Doing more with less is frequently the mantra in today’s restaurants. And that ethos is more and more extending to the buildings themselves.
Restaurant chains, like 530-location strong Captain D’s and fan favorite Cheesecake Factory, are increasingly redesigning their stores to reduce overall footprint, often by 25% or 30%. While these leaner operations can be money-savers — reducing expenses for both real estate and operational costs — they can also pose unique logistical challenges.
Solving these issues to create a highly functional and highly efficient kitchen means considering everything from what’s on the menu to how many steps workers take to complete standard tasks.

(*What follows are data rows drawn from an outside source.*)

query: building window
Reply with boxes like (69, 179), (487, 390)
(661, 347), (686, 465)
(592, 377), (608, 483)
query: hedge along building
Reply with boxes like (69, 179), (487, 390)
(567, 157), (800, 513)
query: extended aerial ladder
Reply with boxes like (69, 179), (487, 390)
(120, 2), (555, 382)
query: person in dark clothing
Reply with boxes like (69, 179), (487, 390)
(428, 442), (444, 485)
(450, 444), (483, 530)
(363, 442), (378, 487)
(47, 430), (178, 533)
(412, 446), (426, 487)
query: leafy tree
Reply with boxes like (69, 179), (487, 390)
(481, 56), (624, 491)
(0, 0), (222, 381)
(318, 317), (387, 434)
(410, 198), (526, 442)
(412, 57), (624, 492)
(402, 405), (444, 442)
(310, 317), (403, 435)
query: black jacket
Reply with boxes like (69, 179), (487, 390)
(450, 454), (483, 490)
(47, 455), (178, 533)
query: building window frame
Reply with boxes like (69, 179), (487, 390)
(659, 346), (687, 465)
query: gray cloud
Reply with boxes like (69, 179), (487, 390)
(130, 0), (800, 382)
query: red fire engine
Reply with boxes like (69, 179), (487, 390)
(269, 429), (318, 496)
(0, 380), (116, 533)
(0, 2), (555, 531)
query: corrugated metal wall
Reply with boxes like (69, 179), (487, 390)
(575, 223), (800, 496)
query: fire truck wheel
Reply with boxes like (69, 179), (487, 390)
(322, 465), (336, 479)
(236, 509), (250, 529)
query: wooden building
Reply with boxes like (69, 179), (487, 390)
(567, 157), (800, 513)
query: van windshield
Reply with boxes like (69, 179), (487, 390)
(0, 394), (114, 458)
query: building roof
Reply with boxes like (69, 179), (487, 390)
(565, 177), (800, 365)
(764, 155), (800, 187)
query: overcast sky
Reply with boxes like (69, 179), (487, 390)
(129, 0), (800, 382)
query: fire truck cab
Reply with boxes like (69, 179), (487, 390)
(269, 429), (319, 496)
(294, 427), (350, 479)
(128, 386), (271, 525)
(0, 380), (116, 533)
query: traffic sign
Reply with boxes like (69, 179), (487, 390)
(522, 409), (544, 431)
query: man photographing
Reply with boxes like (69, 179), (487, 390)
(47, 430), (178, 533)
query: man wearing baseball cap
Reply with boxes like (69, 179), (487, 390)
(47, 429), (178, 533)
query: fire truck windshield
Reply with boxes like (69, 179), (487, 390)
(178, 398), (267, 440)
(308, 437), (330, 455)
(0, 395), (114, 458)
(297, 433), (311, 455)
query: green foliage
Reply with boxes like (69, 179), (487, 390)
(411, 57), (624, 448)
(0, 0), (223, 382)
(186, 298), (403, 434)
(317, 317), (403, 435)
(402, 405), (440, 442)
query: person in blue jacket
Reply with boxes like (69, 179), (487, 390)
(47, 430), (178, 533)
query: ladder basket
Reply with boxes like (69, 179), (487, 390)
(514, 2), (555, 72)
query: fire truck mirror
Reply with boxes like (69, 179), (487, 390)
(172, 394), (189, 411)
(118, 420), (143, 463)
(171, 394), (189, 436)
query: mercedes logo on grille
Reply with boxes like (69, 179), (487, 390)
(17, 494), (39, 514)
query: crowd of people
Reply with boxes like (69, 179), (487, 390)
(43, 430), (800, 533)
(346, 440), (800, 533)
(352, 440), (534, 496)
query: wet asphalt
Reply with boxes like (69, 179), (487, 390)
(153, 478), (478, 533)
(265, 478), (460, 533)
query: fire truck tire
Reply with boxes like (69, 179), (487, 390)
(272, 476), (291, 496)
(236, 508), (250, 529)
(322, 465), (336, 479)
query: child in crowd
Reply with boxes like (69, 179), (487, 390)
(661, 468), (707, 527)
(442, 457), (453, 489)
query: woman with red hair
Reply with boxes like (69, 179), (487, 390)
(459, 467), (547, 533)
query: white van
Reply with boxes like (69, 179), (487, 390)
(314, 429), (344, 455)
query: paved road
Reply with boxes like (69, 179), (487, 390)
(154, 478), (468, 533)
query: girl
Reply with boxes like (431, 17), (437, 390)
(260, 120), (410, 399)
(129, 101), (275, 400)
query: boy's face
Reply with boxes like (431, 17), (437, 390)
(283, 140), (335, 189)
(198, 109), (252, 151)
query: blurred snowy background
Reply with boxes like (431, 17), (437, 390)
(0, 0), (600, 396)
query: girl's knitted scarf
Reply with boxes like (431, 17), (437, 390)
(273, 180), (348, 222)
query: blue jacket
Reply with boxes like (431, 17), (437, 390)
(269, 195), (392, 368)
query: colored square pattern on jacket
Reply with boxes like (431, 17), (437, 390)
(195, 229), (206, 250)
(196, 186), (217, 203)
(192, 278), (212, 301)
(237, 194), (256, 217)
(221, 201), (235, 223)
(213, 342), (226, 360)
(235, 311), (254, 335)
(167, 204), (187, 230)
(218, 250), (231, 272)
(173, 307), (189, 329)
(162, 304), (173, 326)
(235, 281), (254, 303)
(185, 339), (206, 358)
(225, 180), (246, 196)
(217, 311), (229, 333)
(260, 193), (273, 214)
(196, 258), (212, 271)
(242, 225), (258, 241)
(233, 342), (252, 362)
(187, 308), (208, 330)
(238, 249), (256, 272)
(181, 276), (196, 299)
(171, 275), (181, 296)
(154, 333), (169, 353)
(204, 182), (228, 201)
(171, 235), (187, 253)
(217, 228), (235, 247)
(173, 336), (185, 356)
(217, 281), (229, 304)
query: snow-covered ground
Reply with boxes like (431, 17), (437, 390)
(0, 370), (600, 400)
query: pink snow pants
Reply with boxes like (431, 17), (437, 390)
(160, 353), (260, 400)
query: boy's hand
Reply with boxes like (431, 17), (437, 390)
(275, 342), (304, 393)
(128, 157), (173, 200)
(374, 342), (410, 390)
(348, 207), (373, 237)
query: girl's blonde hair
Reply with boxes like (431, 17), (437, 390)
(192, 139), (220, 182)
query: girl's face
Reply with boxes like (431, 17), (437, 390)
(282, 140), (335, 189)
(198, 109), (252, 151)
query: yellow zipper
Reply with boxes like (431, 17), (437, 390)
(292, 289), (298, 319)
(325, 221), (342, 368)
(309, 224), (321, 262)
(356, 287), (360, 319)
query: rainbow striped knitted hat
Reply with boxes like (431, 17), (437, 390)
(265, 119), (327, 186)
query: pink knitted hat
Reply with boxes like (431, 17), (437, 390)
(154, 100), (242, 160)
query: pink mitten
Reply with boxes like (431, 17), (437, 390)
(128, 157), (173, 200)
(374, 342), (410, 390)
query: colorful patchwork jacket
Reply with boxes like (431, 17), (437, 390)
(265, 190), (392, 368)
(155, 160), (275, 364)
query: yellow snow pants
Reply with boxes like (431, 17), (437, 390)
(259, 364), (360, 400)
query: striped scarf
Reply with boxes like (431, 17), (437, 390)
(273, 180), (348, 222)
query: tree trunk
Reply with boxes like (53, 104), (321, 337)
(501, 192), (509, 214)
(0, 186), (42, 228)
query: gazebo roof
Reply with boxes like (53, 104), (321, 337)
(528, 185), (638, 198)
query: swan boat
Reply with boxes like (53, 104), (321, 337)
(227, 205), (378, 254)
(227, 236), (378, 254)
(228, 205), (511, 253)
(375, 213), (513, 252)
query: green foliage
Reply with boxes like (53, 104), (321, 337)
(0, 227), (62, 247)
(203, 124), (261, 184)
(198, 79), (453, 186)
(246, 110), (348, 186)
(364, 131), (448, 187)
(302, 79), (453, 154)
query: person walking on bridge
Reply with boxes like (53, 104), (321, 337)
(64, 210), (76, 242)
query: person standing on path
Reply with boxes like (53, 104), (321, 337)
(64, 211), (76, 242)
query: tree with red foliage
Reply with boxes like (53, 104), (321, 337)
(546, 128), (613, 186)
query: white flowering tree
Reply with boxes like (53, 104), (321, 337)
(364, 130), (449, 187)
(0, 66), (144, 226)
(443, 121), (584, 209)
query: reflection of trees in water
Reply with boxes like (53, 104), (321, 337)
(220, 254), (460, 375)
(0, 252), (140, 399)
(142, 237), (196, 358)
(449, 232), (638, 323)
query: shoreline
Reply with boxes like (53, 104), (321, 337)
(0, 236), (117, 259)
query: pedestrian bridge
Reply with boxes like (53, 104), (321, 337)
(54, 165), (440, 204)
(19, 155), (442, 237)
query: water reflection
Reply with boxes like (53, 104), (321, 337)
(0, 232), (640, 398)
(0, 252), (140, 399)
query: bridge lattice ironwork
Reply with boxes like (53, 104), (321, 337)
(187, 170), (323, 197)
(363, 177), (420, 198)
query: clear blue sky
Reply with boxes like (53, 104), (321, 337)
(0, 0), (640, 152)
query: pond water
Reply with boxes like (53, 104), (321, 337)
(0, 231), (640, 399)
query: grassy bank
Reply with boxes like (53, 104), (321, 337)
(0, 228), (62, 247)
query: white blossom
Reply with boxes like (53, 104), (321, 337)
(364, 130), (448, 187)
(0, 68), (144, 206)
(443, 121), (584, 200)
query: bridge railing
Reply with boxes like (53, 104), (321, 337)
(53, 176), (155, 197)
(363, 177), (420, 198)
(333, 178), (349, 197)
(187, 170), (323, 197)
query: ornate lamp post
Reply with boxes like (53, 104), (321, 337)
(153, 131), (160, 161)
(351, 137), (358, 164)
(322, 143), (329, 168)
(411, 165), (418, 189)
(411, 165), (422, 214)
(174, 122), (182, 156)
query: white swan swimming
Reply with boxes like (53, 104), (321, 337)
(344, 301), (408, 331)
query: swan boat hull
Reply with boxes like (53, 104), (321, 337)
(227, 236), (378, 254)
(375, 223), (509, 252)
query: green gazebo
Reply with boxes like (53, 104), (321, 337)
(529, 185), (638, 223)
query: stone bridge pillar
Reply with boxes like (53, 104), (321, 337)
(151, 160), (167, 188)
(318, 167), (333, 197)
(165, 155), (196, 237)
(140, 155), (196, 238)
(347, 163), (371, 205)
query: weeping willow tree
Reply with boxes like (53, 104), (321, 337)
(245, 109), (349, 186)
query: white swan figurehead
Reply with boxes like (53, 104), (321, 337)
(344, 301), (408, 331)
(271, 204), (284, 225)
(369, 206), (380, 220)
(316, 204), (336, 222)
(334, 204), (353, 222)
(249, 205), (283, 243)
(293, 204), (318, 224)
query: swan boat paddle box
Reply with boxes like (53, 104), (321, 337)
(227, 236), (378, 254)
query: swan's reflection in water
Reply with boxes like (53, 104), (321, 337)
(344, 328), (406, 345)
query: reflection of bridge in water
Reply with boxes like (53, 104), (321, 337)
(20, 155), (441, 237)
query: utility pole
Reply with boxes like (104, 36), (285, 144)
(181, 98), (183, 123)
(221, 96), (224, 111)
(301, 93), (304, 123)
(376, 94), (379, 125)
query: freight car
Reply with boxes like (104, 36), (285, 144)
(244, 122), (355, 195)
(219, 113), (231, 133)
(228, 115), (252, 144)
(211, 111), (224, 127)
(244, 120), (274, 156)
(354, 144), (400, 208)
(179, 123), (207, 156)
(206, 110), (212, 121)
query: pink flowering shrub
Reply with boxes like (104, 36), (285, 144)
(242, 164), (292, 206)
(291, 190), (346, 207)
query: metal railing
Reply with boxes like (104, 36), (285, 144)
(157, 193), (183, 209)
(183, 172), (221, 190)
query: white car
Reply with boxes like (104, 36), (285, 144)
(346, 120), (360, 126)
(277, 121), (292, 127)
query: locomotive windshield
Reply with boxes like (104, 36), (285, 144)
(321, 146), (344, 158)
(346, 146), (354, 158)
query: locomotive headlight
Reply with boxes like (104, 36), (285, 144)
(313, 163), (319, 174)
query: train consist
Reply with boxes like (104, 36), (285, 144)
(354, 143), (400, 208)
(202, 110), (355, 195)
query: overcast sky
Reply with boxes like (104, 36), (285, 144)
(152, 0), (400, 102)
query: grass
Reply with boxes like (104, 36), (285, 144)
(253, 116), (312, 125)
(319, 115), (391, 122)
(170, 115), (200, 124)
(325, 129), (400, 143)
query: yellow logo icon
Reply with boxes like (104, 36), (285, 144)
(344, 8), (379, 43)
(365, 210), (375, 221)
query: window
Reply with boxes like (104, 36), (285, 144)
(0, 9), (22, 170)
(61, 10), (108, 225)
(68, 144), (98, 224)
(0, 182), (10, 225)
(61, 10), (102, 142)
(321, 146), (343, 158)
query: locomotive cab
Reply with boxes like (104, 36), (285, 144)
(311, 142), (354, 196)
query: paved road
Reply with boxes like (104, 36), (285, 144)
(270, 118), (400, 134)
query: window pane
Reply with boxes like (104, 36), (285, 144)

Designers’ focus may turn naturally to the biggest space-consuming pieces like fryers and ovens when looking to reduce footprints, but they shouldn’t overlook some of the “small stuff” that can also make a difference in space and labor efficiency.
Move it when you can
Most major cooking equipment will be stationary by its very nature, but there is still some flexibility to be gained with the right equipment choices.
For instance, smart choices in appliance connectors can free up valuable space by allowing the appliance to be positioned closer to the wall. Some gas hoses, for instance, have free swiveling ends that offer more movement and prevent kinking to allow for tighter positioning of the appliance.
And hose reels — an efficient option for washdown of floors, equipment and other areas — can be mounted on table legs and rotated out of the way when not in use.
Designers say storage space is often what gets cut when kitchens are looking to shrink their space, but reducing dry storage by too much presents its own set of problems.
One solution is to use as much vertical space as possible. Installing overhead shelving in even tight spaces can double or triple the amount of space available in a dedicated storage area.
Choosing a compact pre-rinse unit for the dish area can make even more of that space available by reducing the height consumed by this necessary cleaning equipment.
Look at real life
A kitchen designed in a board room often lacks the “boots on the ground” perspective of how workers will use the space in real life. When Captain D’s was considering its recent redesign, a mocked-up kitchen was created where operators and other stakeholders could interact with the layout and offer feedback.
Taking a look at kitchen design through the eyes — and feet — of the people who will use it can often reveal areas where tighter spaces make for better workflow.
For instance, positioning hand sinks where employees are most likely to need them — near a prep area, for instance — not only increases the chance that they’ll be used more frequently, thus protecting food safety, but also reduces the steps that need to be taken, increasing efficiency.
Likewise, a pot filler faucet positioned by the stove offers quick, convenient access to water without taking up space for additional sink areas.
The key to equipping smaller kitchens for function and efficiency is considering every element that goes into the kitchen, down to the last toaster, spatula and faucet.